初行脚に出るとき禅堂生活のことはもちろん、投宿、点心の作法、庭詰、旦過詰、師家相見にいたるまで、掛塔の一切を師匠が教えてくれたが、今時の雲水たちは、汽車でツーと行くものだから、投宿のことも点心のことも知らん。知らん者が、いつか和尚となるものだから、さあ、なにも知らんことになってしまう。それだから、駄目の皮だ。禅宗の行脚(遍歴)は、行脚そのものが修行だよ。動中の工夫が行脚だ。山河大地みな教科書、山色水声ことごとく公案だ。それを知らん和尚ばかりだから、たまに雲水が行脚して寺へ投宿を頼みに行くと、宿銭がないから来たな、と思われて、取次に出た丸髷姿の朱唇に、お断りしますとやられる。あはは…。いまどきは全く道のために行脚する雲水がなくなって、本当に無銭の乞食坊主でないと、投宿や点心をたのまないから、断られるのもまた無理はない。けれども、真箇の修行僧には、行脚ほど実地になることはないぞ。古人は、うんと行脚したものだ。趙州大老師は八十からまた行脚したではないか。点心とは、旅で草鞋がけのまま庭先きで食事をいただくことさ。(南天棒禅話)

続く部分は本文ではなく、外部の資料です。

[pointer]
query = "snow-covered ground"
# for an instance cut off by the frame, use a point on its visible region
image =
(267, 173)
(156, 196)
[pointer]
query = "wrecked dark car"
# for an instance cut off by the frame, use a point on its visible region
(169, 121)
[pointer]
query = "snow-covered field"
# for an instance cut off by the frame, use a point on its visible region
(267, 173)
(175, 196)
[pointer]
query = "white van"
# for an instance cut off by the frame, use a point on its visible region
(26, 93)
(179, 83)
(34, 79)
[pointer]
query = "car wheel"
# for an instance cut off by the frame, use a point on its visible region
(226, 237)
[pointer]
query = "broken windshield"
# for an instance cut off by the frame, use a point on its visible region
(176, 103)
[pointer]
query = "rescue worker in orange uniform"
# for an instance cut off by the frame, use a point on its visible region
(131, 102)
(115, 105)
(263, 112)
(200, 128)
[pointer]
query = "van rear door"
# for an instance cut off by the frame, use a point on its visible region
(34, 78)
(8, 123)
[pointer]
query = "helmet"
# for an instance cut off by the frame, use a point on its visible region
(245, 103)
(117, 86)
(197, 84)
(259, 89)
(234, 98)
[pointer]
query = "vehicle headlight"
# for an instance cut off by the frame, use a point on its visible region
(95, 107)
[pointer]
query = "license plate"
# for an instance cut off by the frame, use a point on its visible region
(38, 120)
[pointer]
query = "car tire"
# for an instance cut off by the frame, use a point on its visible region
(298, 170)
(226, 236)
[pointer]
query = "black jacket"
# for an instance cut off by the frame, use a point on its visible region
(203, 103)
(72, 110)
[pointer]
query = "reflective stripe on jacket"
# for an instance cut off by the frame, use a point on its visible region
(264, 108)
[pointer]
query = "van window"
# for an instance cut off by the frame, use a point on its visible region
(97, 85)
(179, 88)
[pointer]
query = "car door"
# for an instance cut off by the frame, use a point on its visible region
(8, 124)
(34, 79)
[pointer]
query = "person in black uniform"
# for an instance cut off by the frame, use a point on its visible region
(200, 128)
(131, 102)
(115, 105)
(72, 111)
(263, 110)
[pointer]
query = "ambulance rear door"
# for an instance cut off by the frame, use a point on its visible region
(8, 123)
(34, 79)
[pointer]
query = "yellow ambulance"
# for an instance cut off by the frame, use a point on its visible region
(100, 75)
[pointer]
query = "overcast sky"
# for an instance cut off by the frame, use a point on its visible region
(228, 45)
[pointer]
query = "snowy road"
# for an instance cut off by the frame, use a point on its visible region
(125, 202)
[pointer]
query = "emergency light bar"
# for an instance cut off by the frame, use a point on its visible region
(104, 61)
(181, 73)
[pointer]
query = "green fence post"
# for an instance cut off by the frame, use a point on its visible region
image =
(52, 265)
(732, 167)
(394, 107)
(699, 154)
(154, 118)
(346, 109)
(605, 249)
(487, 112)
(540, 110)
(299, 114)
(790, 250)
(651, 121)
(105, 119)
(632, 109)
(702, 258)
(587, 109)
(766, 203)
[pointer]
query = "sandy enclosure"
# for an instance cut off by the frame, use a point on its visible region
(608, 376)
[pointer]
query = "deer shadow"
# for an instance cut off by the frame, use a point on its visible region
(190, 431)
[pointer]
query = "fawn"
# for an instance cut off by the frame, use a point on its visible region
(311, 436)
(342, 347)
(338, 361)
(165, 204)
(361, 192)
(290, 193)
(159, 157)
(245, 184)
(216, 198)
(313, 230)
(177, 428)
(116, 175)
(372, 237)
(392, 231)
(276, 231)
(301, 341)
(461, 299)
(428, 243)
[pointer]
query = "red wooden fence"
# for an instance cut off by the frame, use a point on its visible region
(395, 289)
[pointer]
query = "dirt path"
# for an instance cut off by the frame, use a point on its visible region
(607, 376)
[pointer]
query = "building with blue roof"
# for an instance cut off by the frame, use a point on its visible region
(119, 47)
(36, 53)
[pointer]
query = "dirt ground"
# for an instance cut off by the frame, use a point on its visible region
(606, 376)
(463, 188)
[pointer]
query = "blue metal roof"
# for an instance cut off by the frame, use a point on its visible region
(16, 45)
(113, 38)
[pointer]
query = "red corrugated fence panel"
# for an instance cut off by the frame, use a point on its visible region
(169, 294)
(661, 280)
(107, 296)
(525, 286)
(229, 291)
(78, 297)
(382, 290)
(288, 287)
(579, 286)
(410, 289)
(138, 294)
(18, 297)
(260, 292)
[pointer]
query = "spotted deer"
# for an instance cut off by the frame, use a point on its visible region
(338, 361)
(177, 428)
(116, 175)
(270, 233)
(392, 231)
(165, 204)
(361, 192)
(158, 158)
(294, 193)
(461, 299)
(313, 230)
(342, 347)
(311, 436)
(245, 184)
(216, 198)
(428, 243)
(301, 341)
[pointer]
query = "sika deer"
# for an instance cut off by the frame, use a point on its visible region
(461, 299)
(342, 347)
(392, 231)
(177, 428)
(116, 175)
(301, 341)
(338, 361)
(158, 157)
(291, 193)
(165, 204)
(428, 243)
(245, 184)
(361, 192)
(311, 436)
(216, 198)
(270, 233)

南天棒という人は、自ら墨蹟十万余というように、書や禅画を書きに書きまくった禅僧でありますが、私は共箱というものを見たことがありません。たぶん敢えて書かなかったと思います。共箱というのは自ら表題を記し署名をするものですから、それがなければ表題は適当に付けなくてはなりません。この有名な図は、多くは『雲水托鉢図』と呼称されています。しかし、見たままその通りではあまりに素っ気がないので、取り敢えず賛から拝借して『鉢孟如雷図』としてみましたが・・・

親鸞の言葉、《つつしんで浄土真宗を案ずるに、二種の回向(えこう)あり。一つには往相(おうそう)、二つには還相(げんそう)なり。往相の回向について真実の教行信証あり。》は、浄土真宗の重要な教えとなっています。往相回向とは、自分の行じた善行功徳を他人に及ぼし(回向)、自他ともに浄土へ往生し成仏することであり、還相回向とは、浄土から現世に戻って、すべての衆生を救済することです。久松真一は、『清沢精神と革新仏教』のなかで次のように語っています。《私も、最近は還相ということをしきりに強調しているのでありますが、往相のない還相というものはあるはずがないのでありまして、それが、浄土真宗で申されますように、共に廻向であるかどうかということについては、私の考えは別でありますが、とにかく、還相ということは、絶対的に死んで甦るというところに、本当の還相というものがあるのでありまして…》、ここで久松真一の言う、《共に廻向であるかどうかということについては、私の考えは別でありますが》とは、往相において、それは徹底した悟りへの修行であり、自他ではなく、自身が真の自己に覚める行き道であるとする臨済禅とは、往還ともに仏の本願力による他力回向であり、自他ともに浄土へ往生するという浄土真宗とは考えを異にするということであろうと思います。私は、取り敢えず、この双幅の図を『鉢孟如雷図』としましたが、浄土真宗の「往還回向」とは違う「往相」「還相」であっても、向かう雲水は、浄土(悟り)への道行きであり、還(かえ)る雲水は、悟りを得て衆生のもとに還える道行きに他なく、これは、臨済における『往相と還相図』と捉えてよいのではないかと思っております。